In a recent post on her Facebook page, Hollifield — a self-professed "clueless white momma" — asked her "Black Friends of Social Media" for help caring for her now 2-year-old daughter's hair, according to Yahoo. She explained that she'd asked friends, and even strangers, for help and tried every product recommendation she could find, but felt the "trauma of her daily hair combing" left both her and Haley beyond frustrated, and that, still, her daughter's hair soon ended up "tangly and clumpy" despite her best efforts.

Though Hollifield was no doubt hoping for some help, what happened next was even better than she'd expected: a local black mom with three young daughters of her own offered to come to Hollifield's house and teach her how to style Haley's hair.

Hollifield gratefully took her up on her offer, and so Monica Hunter soon showed up with hair products, accessories, and a whole lot of mom-support. Hunter told Yahoo that she wanted to see Haley in person because "it was important to [her] to touch Haley’s hair," in order to give Hollifield advice that would actually be valuable, since, as she noted, "some hair is really soft, some is really kinky. With some, the coils are loose, with some, they’re tight."

By the time she had finished, Haley had herself a new style involving oils, some ponytails, and a cute headband to finish off the look, but more importantly, Hollifield had a ton of new knowledge. Hunter taught her, for example, that she needed to wash her daughter's hair less to maintain its moisture, and to avoid the daily combing both she and Haley hated.

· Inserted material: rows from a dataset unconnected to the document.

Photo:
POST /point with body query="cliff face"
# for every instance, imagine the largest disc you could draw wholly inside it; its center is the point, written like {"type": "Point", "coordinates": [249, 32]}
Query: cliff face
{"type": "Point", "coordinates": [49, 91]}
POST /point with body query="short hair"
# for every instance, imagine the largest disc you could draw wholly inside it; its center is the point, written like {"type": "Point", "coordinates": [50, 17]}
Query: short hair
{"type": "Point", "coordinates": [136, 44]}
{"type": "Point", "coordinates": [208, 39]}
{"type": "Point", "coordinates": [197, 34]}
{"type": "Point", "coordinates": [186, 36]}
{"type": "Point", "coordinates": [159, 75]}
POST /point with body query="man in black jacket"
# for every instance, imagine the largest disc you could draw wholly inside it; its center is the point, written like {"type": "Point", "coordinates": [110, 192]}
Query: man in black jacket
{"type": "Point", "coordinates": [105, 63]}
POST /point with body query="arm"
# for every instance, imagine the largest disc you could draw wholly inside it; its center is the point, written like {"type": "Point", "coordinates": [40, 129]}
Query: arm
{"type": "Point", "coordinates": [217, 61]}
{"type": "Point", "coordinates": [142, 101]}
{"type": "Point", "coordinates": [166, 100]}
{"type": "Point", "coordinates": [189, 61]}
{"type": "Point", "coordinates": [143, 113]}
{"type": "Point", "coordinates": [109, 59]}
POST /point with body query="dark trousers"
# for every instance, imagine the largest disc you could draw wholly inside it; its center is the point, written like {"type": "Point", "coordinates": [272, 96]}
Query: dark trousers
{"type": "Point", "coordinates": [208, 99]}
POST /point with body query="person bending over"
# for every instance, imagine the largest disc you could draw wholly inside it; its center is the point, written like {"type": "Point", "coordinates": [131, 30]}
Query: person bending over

In a follow up post on Facebook, Hollifield gushed about Hunter's act of kindness, and wrote, that she'd given her "her time, advice, headbands, combs and hair product," and "asked for nothing in return and wouldn’t accept my money."

What's more though is that what started out just being one mom's way of helping another mom with her daughter's hair turned into one seriously meaningful and supportive new friendship.

The story quickly warmed the hearts of thousands of Facebook users, and for good reason: not only is it pretty much the opposite of the kind of mom-shaming so many women experience, it also seemed particularly meaningful at a time when the divide between white and black Americans (and certainly white and black American women) feels especially pronounced.

Yet while Hollifield admitted she was at first caught off-guard by the reaction, she wrote in a post for her blog, Momstrosity, that she soon realized why it was a big deal. She wrote, "In our country, where everything seems so divisive, this quiet act of kindness spoke loudly to people from all walks of life."

As much as it clearly resonated on a wider scale though, Hollifield tells Romper that, to her, her original post was really just one more example of a well-meaning mom looking to others for a little motherhood advice. And in fact, having the experience of parenting a black son prior to becoming Haley's mom had already taught her the value in reaching out and asking questions.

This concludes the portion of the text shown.